He moved over to the chaise and dropped to sit at the opposite end. The terrace was alive with blooms, bright blossoms by day and the sweet scent of jasmine now that night had fallen. Up above, the stars began to come out. And for a moment, he thought, they could be anyone. Just a woman and a man and the whole night stretched out before them.

He did not allow himself to examine how much he wished that could be true—that they could fall back into that world of pretend they’d lived in all these years.

Hidden in, even.

Kiara shifted position against the back of the chaise, and Azrin took the opportunity to arrange her how he wanted her—draping her legs over his lap so he could hold the slender shape of them in his palms. She wore something airy and insubstantial, not quite a dress and not one of her silk wrappers, and her narrow feet were bare. Her hair tumbled around her shoulders, damp from a recent shower, and her face was scrubbed clean of cosmetics.

She was beautiful, and he couldn’t understand why she felt so far away when she was right here. When he was touching her.

“How were your meetings?” she asked. Her voice was neutral. Entirely too neutral. He was instantly on guard.

“Much too long,” he said. Carefully.

He thought of the bickering ministers, the arguments, the usual pointless intractability from the usual suspects—one of them, sadly, his father. He thought of the inevitable pandering, the concessions, the headaches that were soon to be his alone to deal with. It already felt thankless and dangerous, this relentless push toward progress that he sometimes thought only he supported, and yet there was no stopping it. He had given his word to his people when he was a brash and idealistic twenty-two. He couldn’t take it back now, simply because it was harder than he’d anticipated—and happening so much sooner than he’d planned.

And on top of all that was Kiara, with that odd note in her voice and that remote look in her gaze, as if he’d done something to her when all he’d wanted was to talk all of this out. To hear her perspective—to have someone else on his side. He told himself that he was not disappointed, that she had only just arrived. That there was time enough for the kind of conversations he envisioned. That there was no reason to feel so alone.

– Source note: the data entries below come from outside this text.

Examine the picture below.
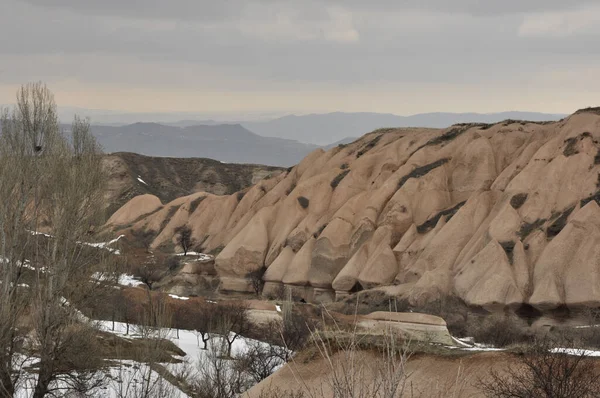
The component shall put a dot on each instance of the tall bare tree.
(50, 182)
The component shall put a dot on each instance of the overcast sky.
(239, 56)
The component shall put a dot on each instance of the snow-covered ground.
(575, 351)
(200, 256)
(122, 279)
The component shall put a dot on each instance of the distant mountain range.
(224, 142)
(282, 141)
(323, 129)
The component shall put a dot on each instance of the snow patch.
(178, 297)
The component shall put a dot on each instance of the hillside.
(499, 215)
(131, 174)
(225, 142)
(323, 129)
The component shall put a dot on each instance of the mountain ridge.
(498, 215)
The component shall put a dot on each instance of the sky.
(302, 56)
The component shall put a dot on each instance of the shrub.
(499, 330)
(540, 372)
(195, 203)
(518, 200)
(256, 279)
(336, 181)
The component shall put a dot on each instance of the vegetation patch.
(291, 189)
(449, 135)
(431, 223)
(524, 122)
(421, 171)
(336, 181)
(527, 228)
(216, 251)
(518, 200)
(509, 247)
(558, 224)
(195, 203)
(303, 202)
(370, 145)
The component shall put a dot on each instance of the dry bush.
(256, 280)
(500, 330)
(539, 373)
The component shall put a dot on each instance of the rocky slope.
(131, 175)
(498, 214)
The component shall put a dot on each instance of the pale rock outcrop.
(499, 214)
(134, 209)
(568, 270)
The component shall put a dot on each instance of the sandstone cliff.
(131, 174)
(498, 214)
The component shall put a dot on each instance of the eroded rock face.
(498, 215)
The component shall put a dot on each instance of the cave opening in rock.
(356, 288)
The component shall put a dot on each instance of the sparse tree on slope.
(46, 181)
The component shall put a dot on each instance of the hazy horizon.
(261, 57)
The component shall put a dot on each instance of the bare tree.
(256, 280)
(51, 181)
(230, 321)
(145, 380)
(540, 373)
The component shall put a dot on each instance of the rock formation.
(498, 214)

“Long and complicated,” he added, his voice more curt than it should have been.

“Your aide filled me in on your expectations when I arrived,” she replied, her voice noticeably less neutral. “At length. And then your sisters took up where he left off.” Something flashed in her dark eyes then, and she moved her legs against him, as if restless. “You think I need lessons in etiquette, Azrin? From a battalion of your sisters? Have I humiliated you in the eyes of all the world and you failed to mention it until now?” He felt as if he had suddenly found himself standing in the middle of a loaded minefield, a sensation he did not care for at all. He’d thought she would appreciate the advice his sisters could give her on how to comport herself like a Khatanian noble. He fought to keep his temper—too close to the surface, after having been sorely tested all day long—at bay.

“You have no formal training in diplomacy,” he said, forcing his tone into something reasonable. He’d been practicing this very same tone of voice all day long, hadn’t he? It should have been as familiar to him as a second skin by now. “My sisters are renowned for their impeccable manners. They are the obvious choice to help you.”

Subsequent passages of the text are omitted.